Based on an experiment shown in the manual for this Bell Labs Science Kit, he built a solar powered motor using scrap solar cell pieces and send the photos of his little motor.  His description and photos of the motor follows:

"The rotor is about two inches high, the coils have a height of about one inch and are made up of 250 rounds of 0.1mm (AWG 38) enameled copper wire each. They measure about 30 ohms each, which is accidentally close to optimum performance with the .5 cm2 thin-film Cu(In,Ga)Se2 solar cell which is mounted in the center of each coil. These cells (they are poor, waste from our lab) give about 400mV at 8mA under full illumination (about 5% efficiency).

In the pictures the lamp is to the right and the small round thing in the upper alligator clamp is a neodymium permanent magnet. There is an angle of about 30 degrees between the incident light and the magnet, seen from the axis of rotation.

The body of the rotor is a 5mm diameter glass tube which I sealed on one side with a blow torch, forming a point. The coils and solar cells are glued onto the body with epoxy. After fixating the cells and coils, I soldered the thin wire onto the contact pads of the solar cells - each cell is only connected to its surrounding coil, all wound in the same direction.

The axis is an unwound, straightened safety pin - the longest needle I could find" - Uwe Zimmermann, PhD

Thin Film Solar Cell Group
Solid State Electronics
The Ångström Laboratory
Uppsala University
Box 534
SE-751 21 Uppsala, SWEDEN

Here are the photos Uwe sent of his solar motor experiment. Click on images below to view full size.:

Motor spinning - 1

Motor spinning - 2

Motor stopped

Close-up of solar cell

Motor components
separated - 1

Motor components
separated - 2


>>>> UWE'S SECOND SOLAR MOTOR - Mark 2 <<<<

Uwe constructed a "new and improved" solar motor and sent me a video of it running in his window from the sunlight.  He describes his second motor as follows:

"The main difference between the first design and "mark 2" is the use of paper bobbins for the coils and internally mounted permanent magnets on the needle - inside the rotor. The magnets are glued to the needle with epoxy resin, as are the coils and solar cells to the glass tube itself.

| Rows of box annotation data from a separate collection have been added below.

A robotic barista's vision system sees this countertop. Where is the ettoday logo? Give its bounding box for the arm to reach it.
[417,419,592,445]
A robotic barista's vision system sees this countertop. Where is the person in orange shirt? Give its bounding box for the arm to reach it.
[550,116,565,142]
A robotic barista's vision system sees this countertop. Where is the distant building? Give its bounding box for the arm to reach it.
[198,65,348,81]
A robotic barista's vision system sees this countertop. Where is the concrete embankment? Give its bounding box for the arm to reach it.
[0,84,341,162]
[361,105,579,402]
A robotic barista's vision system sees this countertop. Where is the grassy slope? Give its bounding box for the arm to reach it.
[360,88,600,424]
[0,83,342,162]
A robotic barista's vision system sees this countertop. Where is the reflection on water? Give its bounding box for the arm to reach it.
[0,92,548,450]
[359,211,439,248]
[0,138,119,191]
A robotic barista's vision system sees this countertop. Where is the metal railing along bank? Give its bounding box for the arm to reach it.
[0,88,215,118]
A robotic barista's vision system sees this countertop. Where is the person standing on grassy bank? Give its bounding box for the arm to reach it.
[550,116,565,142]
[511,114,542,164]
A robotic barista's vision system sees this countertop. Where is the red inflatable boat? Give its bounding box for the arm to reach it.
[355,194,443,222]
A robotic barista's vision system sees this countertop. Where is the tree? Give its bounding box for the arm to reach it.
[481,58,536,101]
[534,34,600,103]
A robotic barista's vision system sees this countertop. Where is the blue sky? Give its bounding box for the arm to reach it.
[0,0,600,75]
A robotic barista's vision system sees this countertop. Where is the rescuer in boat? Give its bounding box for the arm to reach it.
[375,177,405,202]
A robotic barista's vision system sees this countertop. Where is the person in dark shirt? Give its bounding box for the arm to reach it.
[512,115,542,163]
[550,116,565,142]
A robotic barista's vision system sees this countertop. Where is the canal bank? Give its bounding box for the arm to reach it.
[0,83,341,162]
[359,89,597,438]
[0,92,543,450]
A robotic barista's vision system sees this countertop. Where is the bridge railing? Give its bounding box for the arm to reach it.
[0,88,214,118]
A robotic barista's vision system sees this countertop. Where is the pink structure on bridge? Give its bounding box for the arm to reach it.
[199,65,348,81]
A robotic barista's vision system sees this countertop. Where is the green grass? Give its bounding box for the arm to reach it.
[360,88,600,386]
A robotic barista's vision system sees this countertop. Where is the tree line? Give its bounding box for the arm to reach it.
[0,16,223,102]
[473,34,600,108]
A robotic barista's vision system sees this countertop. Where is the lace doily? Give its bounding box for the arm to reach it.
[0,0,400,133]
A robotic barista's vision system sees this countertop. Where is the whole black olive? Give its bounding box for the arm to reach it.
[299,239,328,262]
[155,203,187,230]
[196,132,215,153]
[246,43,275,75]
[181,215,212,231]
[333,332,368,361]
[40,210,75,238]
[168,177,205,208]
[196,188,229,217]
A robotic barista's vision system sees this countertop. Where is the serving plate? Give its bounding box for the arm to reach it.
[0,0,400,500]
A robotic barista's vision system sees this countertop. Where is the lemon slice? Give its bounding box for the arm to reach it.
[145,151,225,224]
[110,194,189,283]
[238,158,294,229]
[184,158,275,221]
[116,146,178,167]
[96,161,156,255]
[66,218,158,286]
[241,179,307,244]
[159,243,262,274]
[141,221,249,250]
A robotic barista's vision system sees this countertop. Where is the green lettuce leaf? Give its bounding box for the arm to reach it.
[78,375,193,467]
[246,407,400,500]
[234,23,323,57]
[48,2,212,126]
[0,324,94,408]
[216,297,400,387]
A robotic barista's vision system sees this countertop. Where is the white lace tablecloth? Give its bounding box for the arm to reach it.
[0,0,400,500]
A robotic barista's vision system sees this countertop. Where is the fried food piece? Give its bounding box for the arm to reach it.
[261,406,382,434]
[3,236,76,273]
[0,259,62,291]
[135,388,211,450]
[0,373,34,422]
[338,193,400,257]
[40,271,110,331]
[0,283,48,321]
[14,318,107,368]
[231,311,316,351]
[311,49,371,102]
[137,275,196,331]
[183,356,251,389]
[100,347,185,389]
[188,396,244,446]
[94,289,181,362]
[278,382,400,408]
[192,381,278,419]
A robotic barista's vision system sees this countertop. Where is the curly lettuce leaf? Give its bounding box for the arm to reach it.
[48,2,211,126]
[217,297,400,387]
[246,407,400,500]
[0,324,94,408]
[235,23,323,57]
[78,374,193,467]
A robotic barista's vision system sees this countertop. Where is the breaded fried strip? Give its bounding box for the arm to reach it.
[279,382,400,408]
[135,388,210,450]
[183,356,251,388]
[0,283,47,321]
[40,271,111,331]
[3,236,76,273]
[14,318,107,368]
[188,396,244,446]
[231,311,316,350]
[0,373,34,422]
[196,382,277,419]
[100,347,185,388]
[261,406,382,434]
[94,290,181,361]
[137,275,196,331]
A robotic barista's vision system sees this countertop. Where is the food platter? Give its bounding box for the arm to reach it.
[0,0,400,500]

The coils themselves are 500 turns of 0.1mm diameter (AWG 38) copper wire on a 5mm diameter paper bobbin. This gives about 30 ohms of resistance, which again is an almost optimum match to the used solar cells.

The rotor is a glass tube with about 10mm diameter and 5cm height. The top is drawn out to a point after heating the glass tube with a blow torch. It's a bit off-center, hence the rotor tends to sway as it comes up in speed."



This kit came with a book of almost 100 pages of kit instructions, historical background on Solar Energy, the part that Bell Labs played in the commercialization of silicon solar cells  and the physics of solar to electric conversion explained.